Interface II: Macro- to Microcirculatory Coupling
Here, changes in macrocirculatory variables (MAP, SV, DBP) must translate into effective microcirculatory perfusion:
- Hemodynamic coherence → manipulating MAP or cardiac output improves capillary flow
- Incoherence → microcirculatory flow remains impaired despite optimized macrohemodynamics
Bedside surrogates:
- Capillary refill time (CRT): validated as a rapid, evidence-based marker of coherence (normal <2 seconds)
- Skin mottling score: ranges from 0–5, associated with mortality and impaired perfusion
- Arterial–venous pCO₂ gap, central venous saturation, or NIRS-derived tissue oxygenation
Critical insight: When DBP falls below the critical closing pressure (Pcc), arterioles collapse, preventing flow into capillaries despite an apparently adequate MAP. Thus, "not all MAPs are created equal."
Early on in the resuscitation of shock patients are typically hemodynamically coherent, however this changes over time. This is due to the underlying disease process itself (for example, in sepsis, dysfunction and microthrombi formation). But can also result from iatrogenic causes like volume overload, where elevated interstitial pressure actually impairs capillary function. This may account for some of the observations that volume overload is an independent predictor of mortality for critically ill patients.

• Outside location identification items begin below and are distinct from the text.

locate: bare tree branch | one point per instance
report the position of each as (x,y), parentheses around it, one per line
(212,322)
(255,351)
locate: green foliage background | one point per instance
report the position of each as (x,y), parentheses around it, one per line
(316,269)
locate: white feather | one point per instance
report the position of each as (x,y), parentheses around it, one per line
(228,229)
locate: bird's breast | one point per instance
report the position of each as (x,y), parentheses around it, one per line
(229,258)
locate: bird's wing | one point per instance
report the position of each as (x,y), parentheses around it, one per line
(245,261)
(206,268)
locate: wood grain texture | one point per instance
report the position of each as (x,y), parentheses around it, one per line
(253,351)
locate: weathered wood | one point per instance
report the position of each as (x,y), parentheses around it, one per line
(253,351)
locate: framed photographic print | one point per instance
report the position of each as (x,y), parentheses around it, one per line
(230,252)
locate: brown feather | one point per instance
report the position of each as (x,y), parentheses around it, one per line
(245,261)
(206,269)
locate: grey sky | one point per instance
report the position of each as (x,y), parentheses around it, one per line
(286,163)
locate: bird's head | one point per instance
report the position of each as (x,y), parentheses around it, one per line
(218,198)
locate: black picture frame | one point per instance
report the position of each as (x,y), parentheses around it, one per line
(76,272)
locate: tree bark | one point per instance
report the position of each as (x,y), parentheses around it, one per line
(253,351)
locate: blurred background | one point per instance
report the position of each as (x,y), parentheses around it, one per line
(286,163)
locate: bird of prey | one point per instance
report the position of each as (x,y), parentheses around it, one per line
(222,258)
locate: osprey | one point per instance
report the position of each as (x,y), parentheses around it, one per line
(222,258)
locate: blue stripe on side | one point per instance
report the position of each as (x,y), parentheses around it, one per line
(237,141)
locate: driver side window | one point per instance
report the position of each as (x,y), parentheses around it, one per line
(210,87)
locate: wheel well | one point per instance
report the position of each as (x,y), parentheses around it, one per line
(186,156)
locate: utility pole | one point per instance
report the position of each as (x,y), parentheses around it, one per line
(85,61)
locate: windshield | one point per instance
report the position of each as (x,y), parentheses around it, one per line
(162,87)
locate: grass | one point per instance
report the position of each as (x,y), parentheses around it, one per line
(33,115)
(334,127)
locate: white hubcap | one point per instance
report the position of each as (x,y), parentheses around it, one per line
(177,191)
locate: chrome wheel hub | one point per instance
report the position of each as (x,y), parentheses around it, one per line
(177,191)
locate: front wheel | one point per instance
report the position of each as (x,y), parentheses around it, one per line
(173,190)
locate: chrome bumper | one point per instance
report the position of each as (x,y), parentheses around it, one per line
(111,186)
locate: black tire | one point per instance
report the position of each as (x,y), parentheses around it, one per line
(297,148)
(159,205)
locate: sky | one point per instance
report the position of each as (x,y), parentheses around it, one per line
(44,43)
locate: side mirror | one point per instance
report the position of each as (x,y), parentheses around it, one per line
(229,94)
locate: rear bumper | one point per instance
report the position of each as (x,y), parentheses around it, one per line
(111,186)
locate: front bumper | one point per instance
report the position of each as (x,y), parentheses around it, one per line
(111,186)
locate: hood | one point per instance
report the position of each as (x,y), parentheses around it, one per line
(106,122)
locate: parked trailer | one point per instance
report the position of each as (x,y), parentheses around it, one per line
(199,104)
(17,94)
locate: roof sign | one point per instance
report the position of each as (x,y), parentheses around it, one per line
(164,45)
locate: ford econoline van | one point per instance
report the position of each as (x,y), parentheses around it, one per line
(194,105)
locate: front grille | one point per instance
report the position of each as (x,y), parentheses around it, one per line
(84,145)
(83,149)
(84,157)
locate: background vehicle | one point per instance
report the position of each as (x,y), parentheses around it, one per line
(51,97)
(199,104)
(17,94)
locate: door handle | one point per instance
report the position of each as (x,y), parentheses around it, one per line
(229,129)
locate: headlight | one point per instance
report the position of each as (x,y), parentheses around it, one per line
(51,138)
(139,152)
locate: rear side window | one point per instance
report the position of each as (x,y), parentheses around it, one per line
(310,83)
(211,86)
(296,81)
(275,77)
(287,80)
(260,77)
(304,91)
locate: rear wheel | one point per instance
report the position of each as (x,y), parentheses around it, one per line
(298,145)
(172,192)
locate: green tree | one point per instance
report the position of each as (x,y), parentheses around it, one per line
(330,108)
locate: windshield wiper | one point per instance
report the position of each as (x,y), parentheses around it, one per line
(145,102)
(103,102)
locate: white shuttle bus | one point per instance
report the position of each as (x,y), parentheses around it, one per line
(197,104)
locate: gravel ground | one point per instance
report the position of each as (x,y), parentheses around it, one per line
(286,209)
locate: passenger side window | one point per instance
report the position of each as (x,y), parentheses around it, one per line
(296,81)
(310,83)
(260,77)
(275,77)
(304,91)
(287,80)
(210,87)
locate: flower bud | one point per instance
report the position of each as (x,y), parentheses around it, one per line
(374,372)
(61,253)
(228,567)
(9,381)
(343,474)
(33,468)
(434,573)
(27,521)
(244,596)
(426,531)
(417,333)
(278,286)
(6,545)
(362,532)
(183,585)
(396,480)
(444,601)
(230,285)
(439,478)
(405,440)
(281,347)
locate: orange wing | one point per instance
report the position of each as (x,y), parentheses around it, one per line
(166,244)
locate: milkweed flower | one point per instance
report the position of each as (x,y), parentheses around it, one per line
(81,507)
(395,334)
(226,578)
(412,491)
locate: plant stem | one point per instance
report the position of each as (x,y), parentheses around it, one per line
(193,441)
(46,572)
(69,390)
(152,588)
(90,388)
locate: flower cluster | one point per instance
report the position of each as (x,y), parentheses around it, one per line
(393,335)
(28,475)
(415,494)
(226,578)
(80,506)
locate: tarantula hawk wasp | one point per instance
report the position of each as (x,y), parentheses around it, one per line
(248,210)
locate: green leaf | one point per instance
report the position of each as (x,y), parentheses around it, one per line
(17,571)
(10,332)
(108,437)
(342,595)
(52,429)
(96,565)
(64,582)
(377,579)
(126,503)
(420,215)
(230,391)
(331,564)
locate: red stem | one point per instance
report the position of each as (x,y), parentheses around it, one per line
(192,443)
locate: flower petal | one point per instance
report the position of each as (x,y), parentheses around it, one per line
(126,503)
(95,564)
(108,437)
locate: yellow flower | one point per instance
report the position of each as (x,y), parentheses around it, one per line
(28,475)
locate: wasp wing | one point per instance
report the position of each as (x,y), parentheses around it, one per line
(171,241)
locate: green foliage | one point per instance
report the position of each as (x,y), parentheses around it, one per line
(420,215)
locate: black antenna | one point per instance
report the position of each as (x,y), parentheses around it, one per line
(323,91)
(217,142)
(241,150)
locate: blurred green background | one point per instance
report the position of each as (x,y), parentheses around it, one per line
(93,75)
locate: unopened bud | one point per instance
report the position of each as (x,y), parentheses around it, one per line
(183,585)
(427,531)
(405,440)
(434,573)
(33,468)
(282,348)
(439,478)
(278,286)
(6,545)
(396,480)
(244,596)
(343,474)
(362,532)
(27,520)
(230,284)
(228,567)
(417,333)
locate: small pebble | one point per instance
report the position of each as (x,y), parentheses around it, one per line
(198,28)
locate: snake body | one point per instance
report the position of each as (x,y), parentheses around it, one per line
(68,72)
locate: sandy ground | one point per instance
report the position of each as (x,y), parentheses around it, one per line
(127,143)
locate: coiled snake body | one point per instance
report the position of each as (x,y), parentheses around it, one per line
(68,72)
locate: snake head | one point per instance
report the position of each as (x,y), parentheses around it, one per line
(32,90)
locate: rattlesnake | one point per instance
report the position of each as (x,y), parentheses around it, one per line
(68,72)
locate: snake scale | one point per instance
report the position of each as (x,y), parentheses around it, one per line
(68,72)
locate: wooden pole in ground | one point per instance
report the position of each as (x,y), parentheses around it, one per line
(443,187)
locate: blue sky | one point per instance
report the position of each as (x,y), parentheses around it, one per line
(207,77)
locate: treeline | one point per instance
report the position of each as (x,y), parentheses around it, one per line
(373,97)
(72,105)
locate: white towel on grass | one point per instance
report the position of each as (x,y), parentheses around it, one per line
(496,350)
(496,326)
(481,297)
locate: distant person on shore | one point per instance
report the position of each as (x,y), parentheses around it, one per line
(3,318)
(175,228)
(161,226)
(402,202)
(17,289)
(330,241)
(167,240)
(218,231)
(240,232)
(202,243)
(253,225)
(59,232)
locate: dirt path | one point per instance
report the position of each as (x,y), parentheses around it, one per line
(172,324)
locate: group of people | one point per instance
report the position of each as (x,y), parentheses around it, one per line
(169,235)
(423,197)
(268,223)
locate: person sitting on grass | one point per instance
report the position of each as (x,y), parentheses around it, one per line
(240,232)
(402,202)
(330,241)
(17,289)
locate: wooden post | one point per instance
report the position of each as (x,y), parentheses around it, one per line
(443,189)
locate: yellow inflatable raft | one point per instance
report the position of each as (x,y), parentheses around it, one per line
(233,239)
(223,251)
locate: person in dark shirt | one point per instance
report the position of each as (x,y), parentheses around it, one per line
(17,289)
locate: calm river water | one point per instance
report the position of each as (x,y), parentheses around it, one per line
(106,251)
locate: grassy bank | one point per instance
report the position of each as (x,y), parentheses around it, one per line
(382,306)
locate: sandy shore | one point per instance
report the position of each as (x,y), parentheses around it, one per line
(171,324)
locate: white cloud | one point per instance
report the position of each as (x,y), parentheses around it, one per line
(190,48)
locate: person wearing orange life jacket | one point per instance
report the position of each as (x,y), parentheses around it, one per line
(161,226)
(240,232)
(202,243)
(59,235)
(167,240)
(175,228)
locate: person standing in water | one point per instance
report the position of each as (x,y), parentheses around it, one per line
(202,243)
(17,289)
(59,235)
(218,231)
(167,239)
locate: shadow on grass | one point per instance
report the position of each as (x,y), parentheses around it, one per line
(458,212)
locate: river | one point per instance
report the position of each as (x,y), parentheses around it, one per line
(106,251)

Interface III: Capillary to Venular Coupling
This interface highlights the venous side of circulation, where increased venous pressures can impede tissue outflow and impair organ perfusion as much as reduced MAP.
Assessment tools:
- Jugular venous pressure (exam or ultrasound) and CVP measurement
- Venous Doppler for abnormal waveforms (e.g., S < D, pulsatility, retrograde flow)
- VExUS score: integrates IVC, hepatic, portal, and intrarenal Doppler
- Renal Venous Stasis Index (RVSI): quantifies venous congestion in the kidney
Coupling fails when venous pressure rises and exerts excess tissue afterload. In this paradigm, venous pressure is preload for the RV but afterload for tissues—so rising CVP can directly reduce capillary and organ perfusion.
Interface IV: Right Ventricle to Pulmonary Artery Coupling
This mirrors Interface I, but for the RV and pulmonary circulation. RV contractility (Ees) must be matched to pulmonary arterial elastance (Ea).
Causes of uncoupling:
- Excessive pulmonary afterload (pulmonary hypertension, ARDS, PE)
- Intrinsic RV dysfunction or ischemia
Bedside surrogates:
- TAPSE/PASP ratio (<0.36 suggests uncoupling)
- RV S', Fractional Area Change (FAC), or RVOT Doppler morphology
- Elevated CVP and abnormal CVP waveforms
Uncoupling here can propagate backward, elevating CVP and worsening Interface III (venous congestion), while also impairing forward flow.
It is important to note that elevated PA pressures may be intrinsic to the pulmonary circulation itself or result from elevated left-sided pressure being transmitted retrograde. The pulmonary venous pressure directly contributes to the afterload of the RV, and thus interfaces 1 and 4 are closely related for patients.
Synthesis
Coupling theory emphasizes that shock physiology cannot be captured by MAP alone. Each circulatory interface represents a point where forward driving forces meet backward resistance, and efficiency is determined by balance.
Uncoupling at any interface can lead to shock—sometimes independently, sometimes sequentially in a cascade. At the bedside, the clinician's task is not to chase a single number but to deliberately interrogate each interface, identify where coupling is failing, and tailor therapy accordingly—whether by restoring preload, modifying afterload, augmenting contractility, or relieving venous congestion.